Our Voice: Stop studying Great Lakes woes and use grants to start addressing problems
By Bay City Times staffFebruary 07, 2010, 5:58AM
Though the deadline for submissions has passed, we offer this idea: The EPA should require that money any group receives be spent directly on action.
We’re not saying that environmental studies and data collection aren’t important or that they shouldn’t continue. But federal restoration money, especially this first wave of it, should be applied to actual work.
The Great Lakes are a precious and irreplaceable natural resource, and they are begging for action.
Big-city sewage overflows have taken their toll, as have the at least 185 non-native species that have been dumped in the water via cargo ships’ ballast tanks and arrived with other manmade help.
It’s estimated that the prolific zebra mussels alone have caused an estimated $5 billion in damage to the Great Lakes.
On Lake Erie, for instance, the Monroe Power Plant had to shell out more than $500,000 to clear its pipes and an additional $50 million for repairs and pipe replacement all because of the thumbnail-sized mussels.
With no natural predators to hunt them, other exotic species are pushing out native fish.
A couple years back, a University of Notre Dame report said invasive species were costing our regional economy $200 million a year, and that’s not even taking into consideration the Asian carp, which is knocking at the Great Lakes door via the Illinois River.
Should the huge carp find a home in the Great Lakes, it could decimate the region’s $4 billion fishing industry.
In addition to these threats, we’ve seen the effects of pollution in our back yard.
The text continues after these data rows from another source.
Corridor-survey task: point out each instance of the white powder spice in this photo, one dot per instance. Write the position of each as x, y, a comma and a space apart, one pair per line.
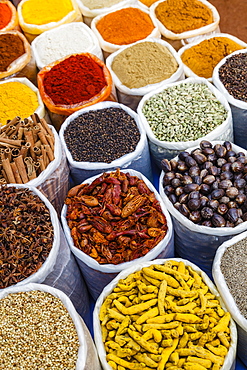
65, 40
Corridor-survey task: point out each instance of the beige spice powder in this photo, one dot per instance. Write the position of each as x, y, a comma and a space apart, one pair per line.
144, 63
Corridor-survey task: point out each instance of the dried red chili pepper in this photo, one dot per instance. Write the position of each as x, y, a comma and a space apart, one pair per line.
122, 219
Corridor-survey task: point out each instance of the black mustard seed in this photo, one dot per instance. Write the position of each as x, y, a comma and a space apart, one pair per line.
102, 135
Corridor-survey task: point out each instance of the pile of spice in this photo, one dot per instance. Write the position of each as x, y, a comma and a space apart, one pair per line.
233, 75
203, 57
159, 317
125, 26
67, 39
208, 185
26, 149
115, 219
16, 99
233, 267
26, 234
183, 15
184, 112
144, 63
45, 11
11, 48
101, 135
5, 14
36, 331
75, 80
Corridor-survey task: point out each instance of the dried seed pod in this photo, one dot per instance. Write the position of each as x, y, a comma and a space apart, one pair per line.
232, 192
222, 209
207, 213
217, 194
232, 215
218, 220
194, 204
165, 165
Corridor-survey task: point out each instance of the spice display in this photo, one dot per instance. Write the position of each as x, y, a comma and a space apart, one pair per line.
62, 41
45, 11
233, 268
26, 234
5, 14
164, 316
115, 219
102, 135
208, 185
36, 331
183, 15
233, 75
74, 80
26, 149
203, 57
16, 99
184, 112
99, 4
144, 63
11, 48
125, 26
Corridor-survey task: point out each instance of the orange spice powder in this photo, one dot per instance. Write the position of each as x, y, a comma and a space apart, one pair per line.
125, 26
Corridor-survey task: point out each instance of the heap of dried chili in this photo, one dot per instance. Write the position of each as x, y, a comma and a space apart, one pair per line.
116, 218
26, 234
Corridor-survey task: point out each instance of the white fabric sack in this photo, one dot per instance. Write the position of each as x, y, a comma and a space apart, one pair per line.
41, 108
188, 72
229, 363
89, 14
238, 107
164, 149
109, 47
49, 39
132, 96
96, 275
194, 242
187, 34
139, 159
60, 268
86, 349
228, 299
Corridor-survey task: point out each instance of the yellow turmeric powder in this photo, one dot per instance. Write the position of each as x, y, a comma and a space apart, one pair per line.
183, 15
45, 11
203, 57
16, 99
125, 26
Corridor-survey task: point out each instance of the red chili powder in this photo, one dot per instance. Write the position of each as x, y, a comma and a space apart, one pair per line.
74, 80
5, 15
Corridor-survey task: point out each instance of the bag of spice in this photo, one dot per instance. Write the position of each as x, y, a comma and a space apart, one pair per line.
143, 67
93, 8
229, 273
31, 153
85, 80
208, 202
123, 26
177, 20
38, 17
39, 252
19, 97
8, 16
230, 76
43, 322
201, 56
103, 138
71, 38
179, 115
117, 221
146, 301
16, 59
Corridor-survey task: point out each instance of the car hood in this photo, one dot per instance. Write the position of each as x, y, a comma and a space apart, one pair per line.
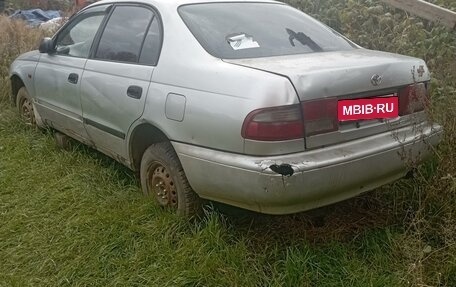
333, 74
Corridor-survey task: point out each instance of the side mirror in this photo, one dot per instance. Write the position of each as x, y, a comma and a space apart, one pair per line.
46, 46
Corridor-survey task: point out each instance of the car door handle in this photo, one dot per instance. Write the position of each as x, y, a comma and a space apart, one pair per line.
73, 78
134, 92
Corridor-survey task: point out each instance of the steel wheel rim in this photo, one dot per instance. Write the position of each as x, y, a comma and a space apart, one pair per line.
27, 114
161, 185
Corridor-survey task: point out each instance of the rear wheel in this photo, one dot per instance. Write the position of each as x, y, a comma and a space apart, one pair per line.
25, 107
163, 178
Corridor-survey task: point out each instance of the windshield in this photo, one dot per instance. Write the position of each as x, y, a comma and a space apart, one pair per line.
251, 30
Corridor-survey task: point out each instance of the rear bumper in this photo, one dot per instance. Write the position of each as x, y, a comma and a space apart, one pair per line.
320, 177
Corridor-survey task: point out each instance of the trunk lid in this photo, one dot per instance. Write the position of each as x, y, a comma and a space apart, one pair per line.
352, 74
335, 74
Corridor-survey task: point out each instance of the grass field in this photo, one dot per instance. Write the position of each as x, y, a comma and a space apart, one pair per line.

The muck from dead algae has made a mess of our beaches, and researchers are thinking the culprit may be a dead zone deep in the Saginaw Bay.
Lake Erie already has such zones, in which the oxygen is used up faster than it can be replaced.
For the past few years scientists have been warning that our lakes, which represent 90 percent of the country’s fresh water supply, are nearing the “tipping point.”
That’s the point at which, regardless of studies or even intervention, they will not be able to come back from the abuse humans have heaped on them over the years.
Many of the problems are well-documented and have been discussed ad nauseum, without much headway.
The Great Lakes Regional Collaboration Strategy that former President Bush set up while running for re-election in 2004, upgrading wastewater and sewage treatment systems, restoring wetlands and wildlife habitat, cleaning up toxic sediments and battling the influx of exotic species.
Of course, little money wound up attached to the recommendations.
President Obama, too, made the Great Lakes a priority in his 2008 election campaign. He promised that $5 billion would be put in a trust fund designated for restoration efforts as a down payment on what experts have said could cost more than $20 billion.
The first big installment of those funds will soon be in the hands of people who have the power to make a real difference.
It’s not just the “tipping point” they need to be mindful of. Already, 2011’s appropriation for Great Lakes funding is down 36 percent from this year’s $475 million. Great Lakes advocates say they will lobby Congress to pump up Obama’s $300 million request, but with the nation’s economy still teetering on the edge, it’s hard to say how successful they will be.
That’s why we want to see action. Not only is it desperately warranted, but showing progress will speak louder than studies to those folks who foolishly think addressing the Great Lakes’ troubles can be back-burnered until we see better economic times.